Lo studio dell’ICRAM datato Maggio 2003 parla chiaro, come ha rilevato Gianni Lannes nelle sue inchieste. Non a caso il rapporto è intitolato “Contaminanti rilasciati dalla corrosione di residuati bellici sui fondali dell’isola Pianosa”.
Un’interrograzione parlamentare rivolta il 13 Luglio 2004 dal deputato dei Verdi Mauro Bulgarelli ai Ministri dell’Ambiente e della Difesa, affermava testualmente: «Nelle acque di Pianosa operano abitualmente pescatori di frodo e in prossimità dell’isola transitano petroliere e spesso gettano l’ancora natanti fuoribordo, circostanze che rendono possibile l’esplosione degli ordigni una volta che essi venissero a contatto con gli scafi». Bulgarelli aveva chiesto inoltre: «quali iniziative si intendano adottare per rimuovere nel più breve tempo possibile gli ordigni giacenti sui fondali, fonti di gravissimo pericolo per l’ecosistema, per la navigazione e la salute delle popolazioni dell’arcipelago delle Tremiti?».
L’unica risposta “istituzionale” agli allarmi lanciati dagli scienziati, ai rapporti dell’ICRAM e alle interpellanze dei Verdi risale al 14 Ottobre 2005. L’allora Ministro della Difesa Antonio Martino si limitò ad ammettere, nel caso di Pianosa «il rinvenimento di un numero imprecisato di ordigni bellici risalenti alla Seconda Guerra Mondiale» (tacendo quindi su tutti gli ordigni inabissati intenzionalmente dal dopoguerra fino ad oggi), ma si guardò bene dall’adoperarsi per predisporre una qualsiasi bonifica dei fondali.
Ma, sia nel caso delle Tremiti che per tutti gli altri numerosi siti contaminati dell’Adriatico e del Tirreno, nonostante la gravità inaudita della situazione, l’opinione pubblica è ancora tenuta colpevolmente all’oscuro dalle autorità e i vari governi che si sono succeduti negli ultimi anni non sono mai seriamente intervenuti, né mai si è parlato di dare inizio a delle bonifiche.
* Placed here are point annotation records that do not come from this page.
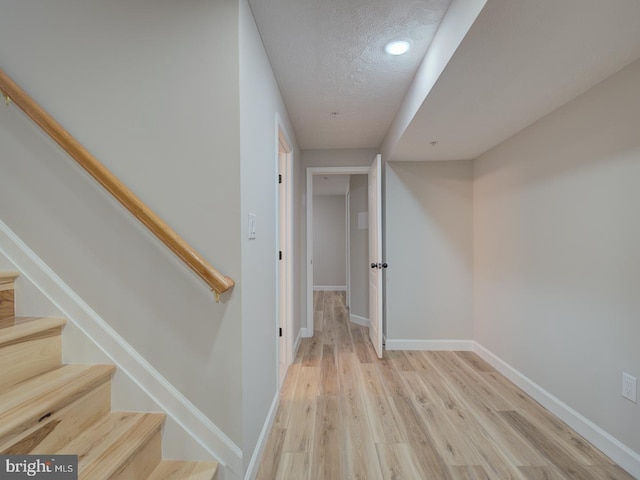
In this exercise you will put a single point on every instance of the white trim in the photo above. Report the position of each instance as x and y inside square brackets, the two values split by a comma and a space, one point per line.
[254, 464]
[347, 207]
[284, 143]
[430, 345]
[129, 361]
[298, 340]
[311, 171]
[358, 320]
[610, 446]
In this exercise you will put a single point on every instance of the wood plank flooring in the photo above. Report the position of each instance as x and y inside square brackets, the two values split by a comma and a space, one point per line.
[344, 414]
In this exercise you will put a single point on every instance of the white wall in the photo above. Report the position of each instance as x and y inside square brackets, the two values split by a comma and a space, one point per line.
[319, 158]
[557, 264]
[359, 247]
[152, 89]
[261, 107]
[329, 242]
[429, 251]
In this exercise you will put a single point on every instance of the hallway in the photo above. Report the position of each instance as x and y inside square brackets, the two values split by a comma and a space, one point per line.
[344, 414]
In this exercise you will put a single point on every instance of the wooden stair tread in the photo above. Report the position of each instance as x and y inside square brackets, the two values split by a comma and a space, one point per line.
[179, 470]
[28, 402]
[8, 277]
[27, 327]
[108, 446]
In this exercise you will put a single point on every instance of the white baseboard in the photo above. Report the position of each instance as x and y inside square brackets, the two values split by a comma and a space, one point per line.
[610, 446]
[329, 288]
[430, 345]
[364, 322]
[129, 362]
[254, 464]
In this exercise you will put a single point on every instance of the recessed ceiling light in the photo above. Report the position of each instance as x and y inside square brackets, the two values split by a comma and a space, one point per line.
[397, 47]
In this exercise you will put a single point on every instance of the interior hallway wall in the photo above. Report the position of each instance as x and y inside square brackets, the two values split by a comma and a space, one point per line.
[359, 247]
[557, 263]
[329, 242]
[109, 73]
[320, 158]
[429, 249]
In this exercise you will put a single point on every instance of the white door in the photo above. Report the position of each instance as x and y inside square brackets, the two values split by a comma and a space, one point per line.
[375, 255]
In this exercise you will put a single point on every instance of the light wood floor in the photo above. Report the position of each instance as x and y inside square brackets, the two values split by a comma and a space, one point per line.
[344, 414]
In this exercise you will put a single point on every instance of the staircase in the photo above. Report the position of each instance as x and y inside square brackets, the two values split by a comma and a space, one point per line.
[50, 408]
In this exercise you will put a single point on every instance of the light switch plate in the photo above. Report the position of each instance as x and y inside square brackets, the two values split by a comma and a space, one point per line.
[252, 226]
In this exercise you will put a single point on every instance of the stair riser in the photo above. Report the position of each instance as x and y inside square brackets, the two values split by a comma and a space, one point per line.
[30, 357]
[7, 303]
[53, 432]
[43, 404]
[144, 461]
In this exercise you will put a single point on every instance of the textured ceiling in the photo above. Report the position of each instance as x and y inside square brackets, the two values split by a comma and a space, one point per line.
[330, 184]
[340, 88]
[519, 61]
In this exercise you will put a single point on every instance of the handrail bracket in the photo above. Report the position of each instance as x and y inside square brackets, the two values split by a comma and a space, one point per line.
[7, 99]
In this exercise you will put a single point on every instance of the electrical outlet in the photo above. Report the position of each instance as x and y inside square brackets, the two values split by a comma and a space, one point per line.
[629, 387]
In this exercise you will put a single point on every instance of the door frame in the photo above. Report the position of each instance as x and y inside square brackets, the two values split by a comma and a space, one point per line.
[311, 172]
[284, 242]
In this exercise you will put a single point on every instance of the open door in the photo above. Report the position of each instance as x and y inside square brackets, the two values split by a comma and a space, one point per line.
[375, 255]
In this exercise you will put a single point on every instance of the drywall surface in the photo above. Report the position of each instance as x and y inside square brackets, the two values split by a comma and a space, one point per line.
[556, 253]
[320, 158]
[329, 242]
[429, 251]
[262, 112]
[359, 248]
[151, 89]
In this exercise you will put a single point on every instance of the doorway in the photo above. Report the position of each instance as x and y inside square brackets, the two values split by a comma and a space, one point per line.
[375, 255]
[284, 256]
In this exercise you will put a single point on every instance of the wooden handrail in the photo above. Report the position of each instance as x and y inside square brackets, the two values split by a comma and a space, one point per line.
[13, 93]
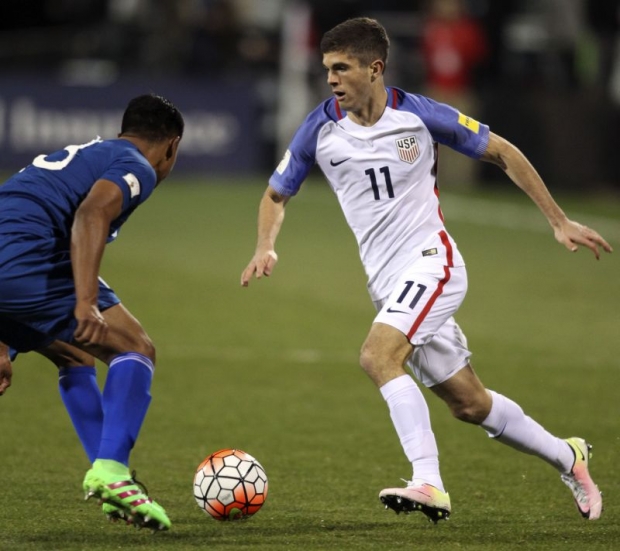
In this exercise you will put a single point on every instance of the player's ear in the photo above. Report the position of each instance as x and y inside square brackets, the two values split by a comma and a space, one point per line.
[376, 69]
[173, 145]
Si preferisce, da parte dei politici, nascondere la testa sotto la sabbia e fingere che il problema non esista, come è stato fatto per ben diciassette anni nel caso della “Terra dei Fuochi”, su cui si arrivò addirittura a imporre il Segreto di Stato, mentre la gente continua ad ammalarsi e a morire.
«Oggi siamo tutti danneggiati. Il problema non si deve ignorare ma risolvere. Tutto purtroppo è ancora nell’ombra», ammonisce Antonio Savasta, sostitutore procuratore a Trani.
Infrangere il muro di gomma, secondo Gianni Lannes, è un bene per tutti: i responsabili – soprattutto il governo USA – dovrebbero assumersi le proprie responsabilità e caricarsi gli oneri delle bonifiche, ammesso che vi siano le condizioni per poterle ancora fare, ammesso che per i nostri mari non sia ormai già troppo tardi.
Ma quali assunzioni di responsabilità ci si potrebbe mai aspettare, aggiungo io, da un esercito, quello degli Stati Uniti d’America, che dal 1945 continua ad occupare militarmente il nostro territorio e che ha sempre considerato i nostri mari alla stegua di un immenso immondezzaio?
E quali assunzioni di responsabilità ci potremmo aspettare da una classe politica che non solo ha permesso tutto questo, ma che ha anche contribuito a nasconderlo per decenni all’opinione pubblica e ai cittadini?